炎症が強く症状が長期間続く「血熱タイプ」
【特徴】アトピー性皮膚炎で最も重篤なタイプで、皮膚の炎症が強く、長期間にわたるなどの結果、熱が血中に入るために起こります。血に入り込んだ熱を冷まして症状を和らげます。
【具体的な症状】痒みは著しく、時に痛みを伴う全身性の強い紅斑、粟の粒のような小さなブツブツした粟粒疹〔ゾクリュウシン〕、炎症性の浮腫、皮下出血
黄連解毒湯(オウレンゲドクトウ)
【主な症状】どす黒い皮膚、乾燥も湿潤もひどくないが赤みの強い痒み、イライラ、赤ら顔、ほてり、不眠、精神不安
【効果】全身にこもった熱を冷ますことで消炎、解毒しながら痒みを改善します。

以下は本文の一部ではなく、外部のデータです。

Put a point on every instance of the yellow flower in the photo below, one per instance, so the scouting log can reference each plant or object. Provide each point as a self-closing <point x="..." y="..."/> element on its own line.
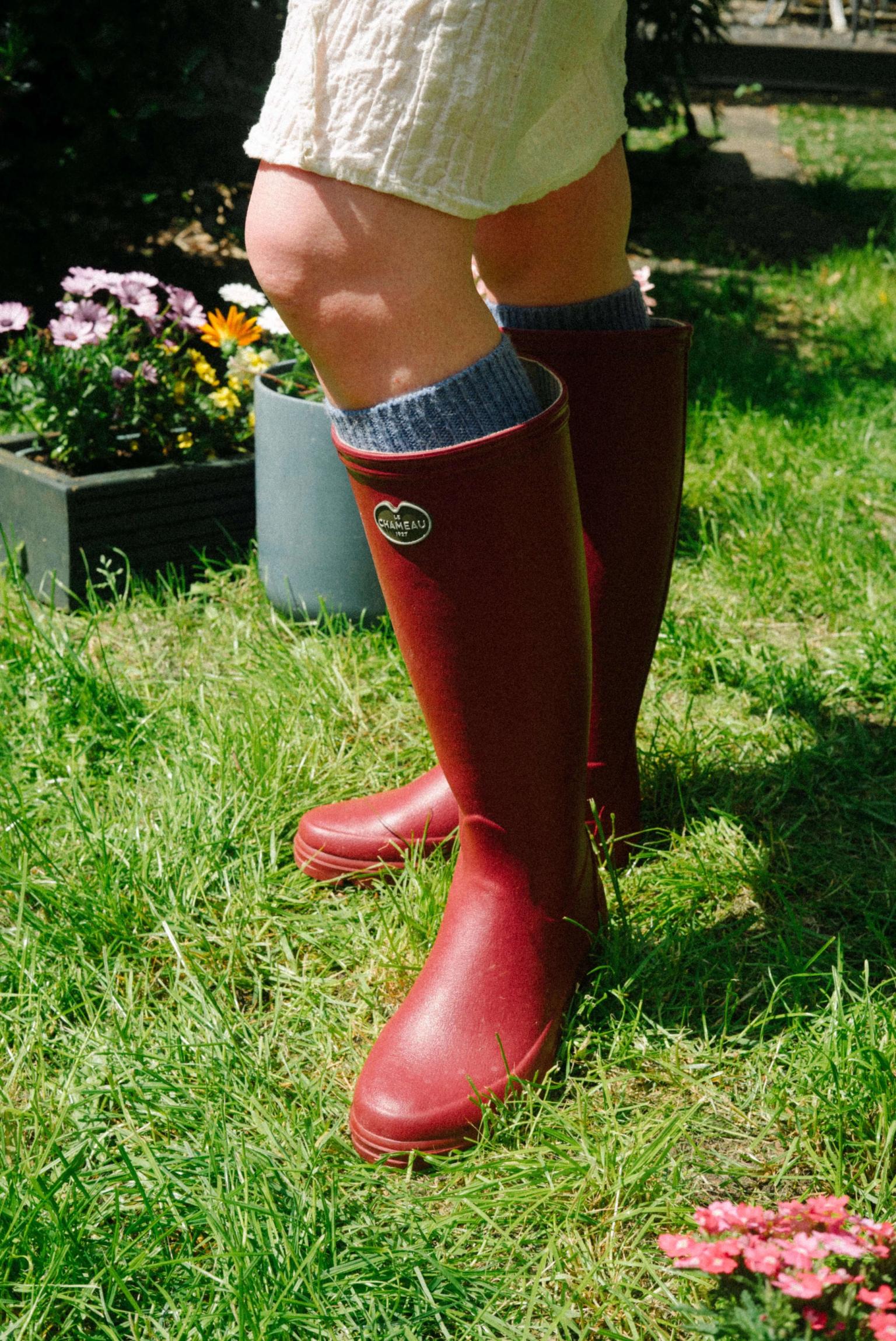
<point x="226" y="400"/>
<point x="231" y="330"/>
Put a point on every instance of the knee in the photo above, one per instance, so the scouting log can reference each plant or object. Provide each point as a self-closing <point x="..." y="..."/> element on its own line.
<point x="296" y="248"/>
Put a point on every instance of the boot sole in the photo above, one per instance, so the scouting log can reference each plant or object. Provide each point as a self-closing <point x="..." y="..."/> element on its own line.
<point x="326" y="867"/>
<point x="372" y="1149"/>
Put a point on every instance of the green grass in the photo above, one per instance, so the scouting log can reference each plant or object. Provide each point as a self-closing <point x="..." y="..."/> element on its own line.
<point x="183" y="1014"/>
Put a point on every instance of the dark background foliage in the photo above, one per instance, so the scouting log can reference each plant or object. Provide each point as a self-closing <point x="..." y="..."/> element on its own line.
<point x="123" y="124"/>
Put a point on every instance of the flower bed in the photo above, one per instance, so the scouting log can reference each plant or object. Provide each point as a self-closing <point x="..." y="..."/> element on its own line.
<point x="133" y="372"/>
<point x="805" y="1268"/>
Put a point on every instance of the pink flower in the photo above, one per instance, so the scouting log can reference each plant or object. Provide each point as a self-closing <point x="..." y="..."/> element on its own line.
<point x="804" y="1285"/>
<point x="678" y="1245"/>
<point x="643" y="275"/>
<point x="879" y="1298"/>
<point x="186" y="307"/>
<point x="715" y="1258"/>
<point x="762" y="1257"/>
<point x="883" y="1325"/>
<point x="803" y="1250"/>
<point x="73" y="333"/>
<point x="83" y="281"/>
<point x="14" y="317"/>
<point x="816" y="1319"/>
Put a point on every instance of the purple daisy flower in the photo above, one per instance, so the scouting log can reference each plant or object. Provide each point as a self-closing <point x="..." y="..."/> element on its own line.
<point x="136" y="297"/>
<point x="156" y="324"/>
<point x="73" y="333"/>
<point x="97" y="314"/>
<point x="14" y="317"/>
<point x="186" y="307"/>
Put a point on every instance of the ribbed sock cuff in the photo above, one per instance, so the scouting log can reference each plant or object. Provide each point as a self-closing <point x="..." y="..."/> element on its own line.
<point x="620" y="311"/>
<point x="490" y="396"/>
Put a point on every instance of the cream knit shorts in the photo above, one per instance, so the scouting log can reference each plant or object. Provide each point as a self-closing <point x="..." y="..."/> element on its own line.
<point x="468" y="106"/>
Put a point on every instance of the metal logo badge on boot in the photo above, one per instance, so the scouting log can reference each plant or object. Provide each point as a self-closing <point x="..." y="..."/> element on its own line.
<point x="402" y="525"/>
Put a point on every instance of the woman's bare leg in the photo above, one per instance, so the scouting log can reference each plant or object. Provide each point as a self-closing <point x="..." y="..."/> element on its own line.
<point x="564" y="248"/>
<point x="377" y="289"/>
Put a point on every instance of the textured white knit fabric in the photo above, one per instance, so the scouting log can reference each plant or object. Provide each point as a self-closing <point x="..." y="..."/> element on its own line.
<point x="468" y="106"/>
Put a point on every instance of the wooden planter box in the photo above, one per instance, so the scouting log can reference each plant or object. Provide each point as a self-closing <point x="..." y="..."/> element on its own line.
<point x="58" y="527"/>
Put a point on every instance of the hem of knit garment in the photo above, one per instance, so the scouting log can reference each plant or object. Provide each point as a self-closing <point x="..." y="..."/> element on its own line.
<point x="296" y="155"/>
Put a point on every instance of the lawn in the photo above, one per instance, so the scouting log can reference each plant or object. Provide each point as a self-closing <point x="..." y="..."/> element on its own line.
<point x="183" y="1013"/>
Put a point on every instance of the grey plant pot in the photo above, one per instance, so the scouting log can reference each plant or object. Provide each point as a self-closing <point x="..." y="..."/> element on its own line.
<point x="61" y="527"/>
<point x="312" y="545"/>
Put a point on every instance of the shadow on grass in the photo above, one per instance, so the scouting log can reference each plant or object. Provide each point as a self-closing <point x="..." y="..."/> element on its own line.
<point x="747" y="351"/>
<point x="813" y="885"/>
<point x="711" y="208"/>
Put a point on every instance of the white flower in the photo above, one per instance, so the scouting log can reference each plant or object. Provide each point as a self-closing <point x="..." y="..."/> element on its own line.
<point x="249" y="362"/>
<point x="271" y="321"/>
<point x="243" y="295"/>
<point x="643" y="276"/>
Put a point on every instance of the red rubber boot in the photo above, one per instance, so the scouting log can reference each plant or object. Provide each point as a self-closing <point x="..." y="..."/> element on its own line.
<point x="626" y="419"/>
<point x="480" y="553"/>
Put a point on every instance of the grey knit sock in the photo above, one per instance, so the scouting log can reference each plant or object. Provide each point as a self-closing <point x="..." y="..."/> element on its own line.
<point x="491" y="395"/>
<point x="620" y="311"/>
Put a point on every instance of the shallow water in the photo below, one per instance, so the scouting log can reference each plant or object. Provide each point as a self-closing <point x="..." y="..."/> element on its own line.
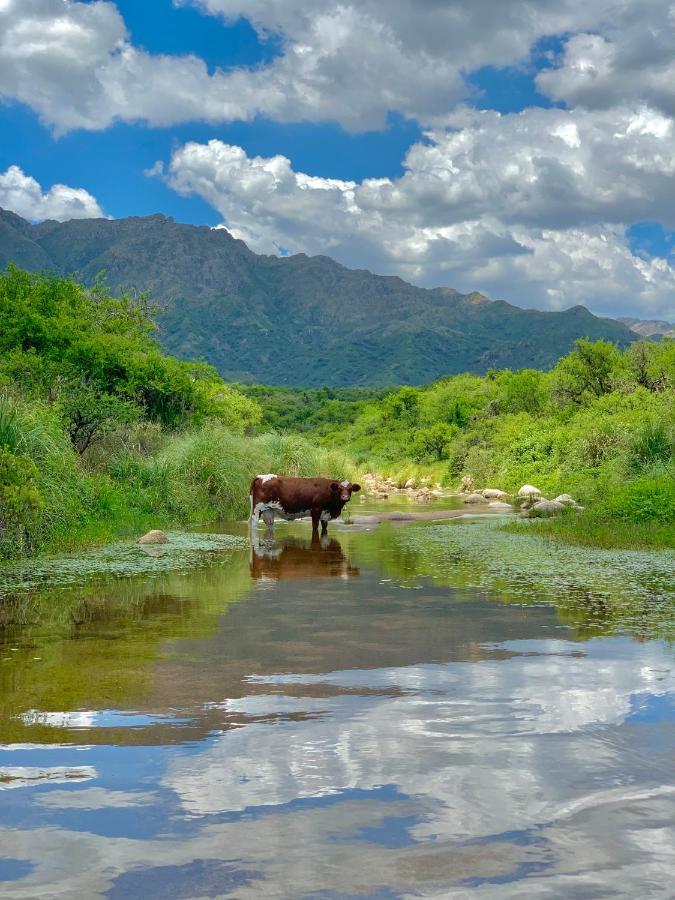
<point x="428" y="709"/>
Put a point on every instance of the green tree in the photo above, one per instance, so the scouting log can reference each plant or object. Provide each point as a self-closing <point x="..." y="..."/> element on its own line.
<point x="588" y="371"/>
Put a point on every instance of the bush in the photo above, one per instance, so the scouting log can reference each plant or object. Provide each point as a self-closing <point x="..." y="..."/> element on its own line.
<point x="644" y="500"/>
<point x="19" y="500"/>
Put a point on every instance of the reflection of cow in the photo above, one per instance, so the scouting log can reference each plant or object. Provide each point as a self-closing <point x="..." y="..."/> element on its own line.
<point x="293" y="559"/>
<point x="293" y="498"/>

特に首、頭の痒み、自律神経の興奮による皮膚症状、歯科治療の出血や鼻血にも効果があります。
【成分の効能】黄芩が上半身、黄連(オウレン)がからだの中心部、黄柏(オウバク)が下半身の熱を冷まします。3つの生薬でからだに余分な熱や炎症を鎮め、山梔子は血にこもった熱を冷ましながら精神を安定させる働きがあります。
白虎加人参湯(ビャッコカニンジントウ)
【主な症状】乾燥が強い、鮮やかな赤い皮膚、のどが渇く、汗が多い、ほてり
【効果】体内の余分な熱を冷まし、気を補い、水を巡らせることで症状を改善します。熱中症や更年期のほてりを伴う多汗にも用います。
【生薬の効能】主薬の石膏は体内に蓄積した強い熱を外に発散させ、知母は熱を冷ましつつ潤いを与え、粳米(コウベイ)は胃を保護し、人参は失われた体液を補うことで症状を改善します。